Mansidão à parte, é claro que houve capitulação. Não, é bom que se diga, diante do “mercado”, esta entidade incorpórea que leva a culpa quando os “keynesianos de quermesse” se sentem traídos. O que levou à rendição foi o desempenho pífio da política econômica que vigorou no primeiro mandato, pela qual Belluzzo, como interlocutor privilegiado da presidente, foi um dos responsáveis.

A “nova matriz macroeconômica” pôs em prática exatamente as prescrições de economistas como ele, que em momento algum discordou do que foi adotado. Do lado fiscal o gasto federal cresceu como nunca, atingindo no ano passado um aumento de R$ 193 bilhões relativamente ao observado em 2010, já deduzida a inflação. Disto, menos de R$ 20 bilhões correspondeu a investimento adicional, mesmo colocando no bolo a partir de 2013 os gastos ligados ao Minha Casa, Minha Vida, o que superestima a ampliação do gasto de capital.

Os bancos públicos também emprestaram como se não houvesse amanhã.

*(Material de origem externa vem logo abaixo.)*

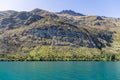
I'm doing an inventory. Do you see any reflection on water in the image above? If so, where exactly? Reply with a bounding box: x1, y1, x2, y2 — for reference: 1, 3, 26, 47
0, 61, 120, 80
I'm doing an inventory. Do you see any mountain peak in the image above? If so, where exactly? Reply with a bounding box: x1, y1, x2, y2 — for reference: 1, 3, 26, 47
58, 10, 85, 16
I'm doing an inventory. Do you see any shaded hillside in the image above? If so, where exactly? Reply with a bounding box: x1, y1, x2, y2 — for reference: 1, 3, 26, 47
0, 9, 120, 60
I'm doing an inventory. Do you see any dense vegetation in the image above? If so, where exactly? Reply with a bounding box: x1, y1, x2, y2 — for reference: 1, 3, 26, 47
0, 46, 120, 61
0, 9, 120, 61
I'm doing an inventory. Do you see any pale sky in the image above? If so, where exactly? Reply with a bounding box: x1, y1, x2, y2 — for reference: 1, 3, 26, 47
0, 0, 120, 18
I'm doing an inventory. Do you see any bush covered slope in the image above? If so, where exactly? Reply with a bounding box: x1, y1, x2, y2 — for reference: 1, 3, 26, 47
0, 9, 120, 60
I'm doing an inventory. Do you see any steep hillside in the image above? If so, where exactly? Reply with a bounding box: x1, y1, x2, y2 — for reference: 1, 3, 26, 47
0, 8, 120, 60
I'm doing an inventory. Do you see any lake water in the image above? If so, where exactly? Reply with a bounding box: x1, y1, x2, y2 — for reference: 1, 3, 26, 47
0, 61, 120, 80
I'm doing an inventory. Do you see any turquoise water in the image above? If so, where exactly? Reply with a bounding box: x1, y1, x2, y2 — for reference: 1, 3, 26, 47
0, 61, 120, 80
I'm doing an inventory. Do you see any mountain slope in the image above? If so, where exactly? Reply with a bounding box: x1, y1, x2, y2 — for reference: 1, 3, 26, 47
0, 8, 120, 60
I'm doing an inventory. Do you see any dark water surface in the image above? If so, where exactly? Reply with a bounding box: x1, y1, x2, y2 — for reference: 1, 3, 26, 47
0, 61, 120, 80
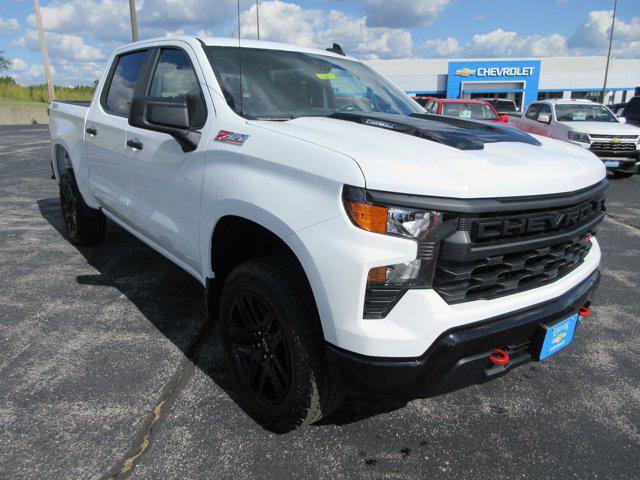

Apenas no BNDES o volume de crédito saltou de 9,4% para 12,1% do PIB em quatro anos (R$ 170 bilhões em dinheiro de hoje), praticamente todo financiado pelo aumento da dívida do Tesouro Nacional, cujos repasses para o banco atingiram R$ 160 bilhões no período.

Seguindo as recomendações da “nova matriz”, a moeda sofreu desvalorização. Além das intervenções regulatórias (limites às vendas de dólar, IOF sobre ingressos, etc.), o Banco Central comprou cerca de US$ 63 bilhões em 2011 e 2012, trazendo o dólar de R$ 1,60-1,70 para R$ 2,10-2,20 entre 2011 e meados de 2013. No mesmo intervalo as demais moedas latino-americanas se apreciaram relativamente ao dólar, sugerindo que se tratou de política deliberada e não um movimento global, como o observado nos últimos meses.

Já o BC, mesmo em face de inflação acima da meta e crescente, insistiu em reduzir a taxa de juros de 2011 a 2012. Apenas a ameaça da inflação superar o limite máximo de 6,5% é que fez o Copom correr, tardia e relutantemente, atrás do prejuízo.

Por fim, com as dificuldades de conter a inflação, houve recurso a controles diretos de preços, dos combustíveis à energia, passando pelas tarifas de ônibus urbanos, intervenção tosca que desarticulou, entre outros, os setores sucroalcooleiro e energético, para não mencionar o desastre nas finanças da Petrobras, que se tornou a empresa de petróleo mais endividada do mundo.

Os resultados estão aí: crescimento de 1,5% ao ano, inflação superior a 6% ao ano, déficits externos crescentes e uma dívida pública que saltou de 53% para 63% do PIB (aumento de R$ 1,2 trilhão). Em português castiço: deu com burros n’água...

A política agora adotada vem para corrigir as bobagens cometidas em nome da “nova matriz”, alegremente apoiada por Belluzzo. Já dizia Guimarães Rosa: “sapo não pula por boniteza, mas porém por precisão”.

Na ausência do ajuste fiscal não há como permitir o encarecimento do dólar sem efeitos ainda mais perversos sobre a inflação (enquanto na Europa, ele parece ignorar, o problema é a deflação), nem como reverter a tendência de aumento da dívida pública.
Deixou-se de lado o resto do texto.